There’s nothing remotely subtle about Kathakali Dutta’s love for the K-pop group BTS. “I got to know about them in 2014, and I’ve been stanning them since 2015. I was one of the OGs,” she says proudly. It was a close friend who first put her on to the band. Anime has been a part of her life since she was a child, and Asian culture, in general, holds a special appeal. At the time, she tells me, BTS were ‘hardcore hip-hop’ — not her thing at all. But listening to that first song was somewhat of a revelation. She went back to her friend for more, and there’s been no turning back since.

She explains that the nature of the industry had a role to play in why she instantly took to the group — “The K-pop industry works in a certain way. You rise quickly, but you also fall quickly. You can’t afford to do only one album per year because by the time you release your second album, there will be 15 new groups, and no one will remember you. So you need to be on the social radar a lot.” For a wide-eyed new fan eager to consume everything there is to know about the band, there’s no dearth of content, so it was easy to go beyond the music.

Dutta found that unlike the Western pop culture icons she had grown up with, she could actually relate to the BTS band members as people. “When you come from an Asian country, you know how things are,” she says, “Japanese and Korean cultures are exactly like ours — they’re very respectful — and those things you catch on to, because you don’t see them in the West.” It wasn’t long before she started exploring other music groups. She compares it to understanding a Punjabi song in Bollywood (“Even though it irks me when others make that comparison”), where a catchy refrain is key, even if you don’t speak the language.

But after a couple of years immersed in the culture, Dutta decided that subtitles just weren’t cutting it anymore. It was time to take up the language in earnest. Almost two years since she began classes, she’s finding it more gratifying than ever. “I’m emotionally invested in BTS, so when we learn a new word in class and I can relate it to a song, it feels really nice,” she says.

She often finds herself lurking in fan forums, reading comments and discovering the specificities of Korean speech. But Dutta has valid reservations about actually participating. “I don’t want to be that person who appropriates culture without knowing it,” she says, although Korean expressions come to mind organically now. But for fear of offending people, she’s hesitant to speak them out loud. Her fears are not entirely unfounded. With the popularity of K-pop and anime, people around the world tend to reduce the two countries to these singular aspects of their cultures. It’s the equivalent to being abroad and having ‘Shah Rukh Khan!’ thrown in your face the moment someone catches sight of brown skin.
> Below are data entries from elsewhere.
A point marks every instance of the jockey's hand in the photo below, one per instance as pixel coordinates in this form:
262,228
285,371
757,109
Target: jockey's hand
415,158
It’s also true, however, that K-pop and anime have made the world sit up and take notice of Asian countries. For Dutta, the language has been a fascinating insight into the history of the region. She rattles off facts she learnt in class about the interlinked history of China, Japan, and Korea with ease and believes it’s about time we started paying attention to our own continent. “We look to the West so much, we tend to forget our own culture — the good and the bad.”